CRE Summit: Federal Reserve Navigates 'Crosswinds'
An avid cyclist, Nate Kauffman looks at economic conditions that impact development like the winds he encounters on his bicycle. Lean into a headwind to power through, while a tailwind can help you, he said.
"But when you're dealing with a crosswind and something that goes from 10 miles an hour with gusts up to 40, those are the ones that can knock you off," Kauffman said. "We've actually referred to some of the economic developments that we've seen the last six, eight years as things that could be akin to crosswinds."
Kauffman, an economist by trade, is Senior Vice President and Omaha Branch Executive at the Federal Reserve Bank of Kansas City. Based in Omaha, he represents Nebraska with the Federal Reserve, offering insight into the state's economy. Kauffman discussed the national economy and its impact on local development during the 37th annual Commercial Real Estate Seminar in Omaha on Aug. 22.
"Economic growth in the U.S. and regionally, and even here in Omaha, has been resilient over the last few years post-pandemic, despite what we could all list as a very lengthy list of potential risks and significant sources of uncertainty," Kauffman said. "Similarly, Nebraska's economy has been pretty steady, and a lot of the themes that you will see at a national level do tend to relate to the kinds of things that we see in Nebraska."
Not all of Nebraska has been resilient, though, Kauffman said.

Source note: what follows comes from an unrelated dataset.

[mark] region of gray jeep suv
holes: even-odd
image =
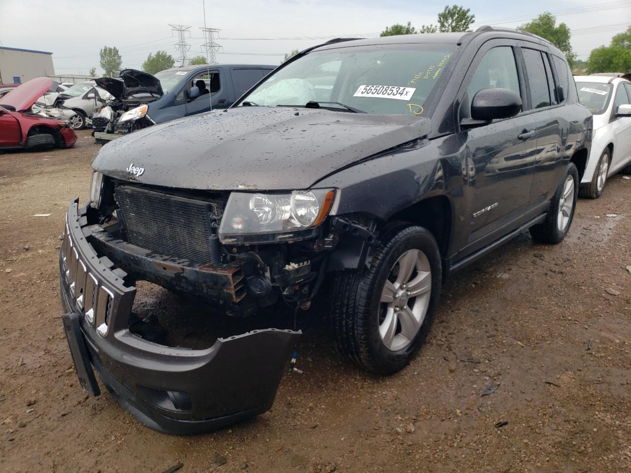
[[[331,40],[227,110],[105,146],[60,255],[84,388],[98,393],[94,366],[136,417],[171,432],[264,412],[298,336],[293,311],[326,290],[329,313],[312,317],[330,317],[341,352],[373,373],[401,370],[449,274],[526,229],[563,239],[591,129],[560,51],[485,26]],[[156,342],[134,322],[141,280],[252,329],[204,349]],[[283,303],[286,324],[266,322],[260,309]]]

"As you go farther west and interact with rural communities in the state, you're going to hear a different narrative that comes by way of agriculture," he said.
Nebraska saw the largest decline in Gross Domestic Product – 6% - in the first quarter of 2025, according to the federal Bureau of Economic Analysis.
Kauffman focused on urban development, since that's the area with which most of the people attending the CRE Summit are involved.
The Federal Reserve maintains dual responsibilities of monitoring risks between inflation and the labor market, and their impact on economic growth, he said. As inflation reached 2.7% in July and the national unemployment rate increased to 4.1%, Nebraska's unemployment rate remained steady at 3%.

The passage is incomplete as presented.